Re: dereferencing type-punned pointer will break strict-aliasing rules

From: Bruce Evans (bde_at_zeta.org.au)
Date: 07/29/03

  • Next message: Terry Lambert: "Re: LOR with filedesc structure and Giant"
    Date: Tue, 29 Jul 2003 16:37:08 +1000 (EST)
    To: Thomas Moestl <t.moestl@tu-bs.de>
    
    

    On Mon, 28 Jul 2003, Thomas Moestl wrote:

    > On Mon, 2003/07/28 at 09:30:08 +0900, Jun Kuriyama wrote:
    > >
    > > Is this caused by -oS option?
    > >
    > > ----- in making BOOTMFS in make release
    > > cc -c -Os -pipe -Wall -Wredundant-decls -Wnested-externs -Wstrict-prototypes -Wmissing-prototypes -Wpointer-arith -Winline -Wcast-qual -fformat-extensions -std=c99 -nostdinc -I- -I. -I/usr/src/sys -I/usr/src/sys/dev -I/usr/src/sys/contrib/dev/acpica -I/usr/src/sys/contrib/ipfilter -I/usr/src/sys/contrib/dev/ath -I/usr/src/sys/contrib/dev/ath/freebsd -D_KERNEL -include opt_global.h -fno-common -finline-limit=15000 -mno-align-long-strings -mpreferred-stack-boundary=2 -ffreestanding -Werror /usr/src/sys/geom/geom_dev.c
    > > /usr/src/sys/geom/geom_dev.c: In function `g_dev_open':
    > > /usr/src/sys/geom/geom_dev.c:198: warning: dereferencing type-punned pointer will break strict-aliasing rules
    > > [...]
    >
    > Yes, by implying -fstrict-aliasing, so using -fno-strict-aliasing is a
    > workaround.

    gcc.info claims that -fstrict-aliasing is implied by -Wall, but this is
    apparently wrong -- adding -fstrict-aliasing to our standard warning flags
    gives the same warnings. -Os gives it since -Os is more like -O2 than -O,
    and gcc.info's claim that -fstrict-aliasing is implied by -O2 is apparently
    not wrong.

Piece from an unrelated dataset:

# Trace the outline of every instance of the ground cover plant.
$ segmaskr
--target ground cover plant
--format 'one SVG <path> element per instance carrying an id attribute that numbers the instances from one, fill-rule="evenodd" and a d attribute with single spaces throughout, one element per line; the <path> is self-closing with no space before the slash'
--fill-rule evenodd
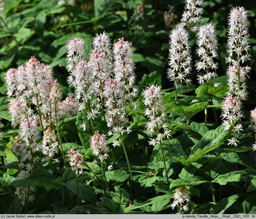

Related bug: our warning flags are missing other new gcc warnings.

    > The problem is caused by the i386 PCPU_GET/PCPU_SET
    > implementation:
    >
    > #define __PCPU_GET(name) ({ \
    > __pcpu_type(name) __result; \
    > \
    > [...]
    > } else if (sizeof(__result) == 4) { \
    > u_int __i; \
    > __asm __volatile("movl %%fs:%1,%0" \
    > : "=r" (__i) \
    > : "m" (*(u_int *)(__pcpu_offset(name)))); \
    > __result = *(__pcpu_type(name) *)&__i; \
    > [...]
    >
    > In this case, the PCPU_GET is used to retrieve curthread, causing
    > sizeof(__result) to be 4, so the cast at the end of the code snippet
    > is from a u_int * to struct thread *, and __i is accessed through the
    > casted pointer, which violates the C99 aliasing rules.
    > An alternative is to type-pun via a union, which is also a bit ugly,
    > but explicitly allowed by C99. Patch attached (but only superficially
    > tested).

    Uh, this macro is hideous enough without making it larger. I found that
    using __builtin_memcpy() avoids the warning at little or no cost in
    object code size (the memcpy gets optimized away in almost the same way
    as the assignment). Then I tried to improve the macro. I didn't quite
    succeed -- the smller versions gave slightly larger object code for
    5-20 out of 300 object files that depend on pcpu.h.

    Annotated version:

    % Index: pcpu.h
    % ===================================================================
    % RCS file: /home/ncvs/src/sys/i386/include/pcpu.h,v
    % retrieving revision 1.35
    % diff -u -2 -r1.35 pcpu.h
    % --- pcpu.h 1 Oct 2002 14:01:58 -0000 1.35
    % +++ pcpu.h 28 Jul 2003 14:02:30 -0000
    % @@ -78,5 +80,5 @@
    % * Evaluates to the address of the per-cpu variable name.
    % */
    % -#define __PCPU_PTR(name) ({ \
    % +#define __PCPU_PTR(name) __extension__ ({ \

    Unrelated change. This prevents warnings when compiled with certain
    strict warning flags (-pedantic?).

    % __pcpu_type(name) *__p; \
    % \
    % @@ -96,21 +98,21 @@
    % \
    % if (sizeof(__result) == 1) { \
    % - u_char __b; \
    % - __asm __volatile("movb %%fs:%1,%0" \
    % - : "=r" (__b) \
    % - : "m" (*(u_char *)(__pcpu_offset(name)))); \
    % - __result = *(__pcpu_type(name) *)&__b; \
    % + __pcpu_type(name) __res; \

    The temporary variable with a basic type is to avoid gcc getting confused
    doing reloads in dead code. E.g., if __pcpu_type(name) is "struct timeval",
    then the type can't be loaded into a byte register, and gcc would die
    trying since it apparently tries to load things in dead code, especially
    in asms. However, this problem doesn't seem to affect __PCPU_GET().
    There is no problem loading the source operand since only its address
    can really be loaded, and no problem loading the target operand since the
    asm does it. There might be a problem unloading the target operand, but
    there apparently isn't one for dead code. This should be tested with -O0.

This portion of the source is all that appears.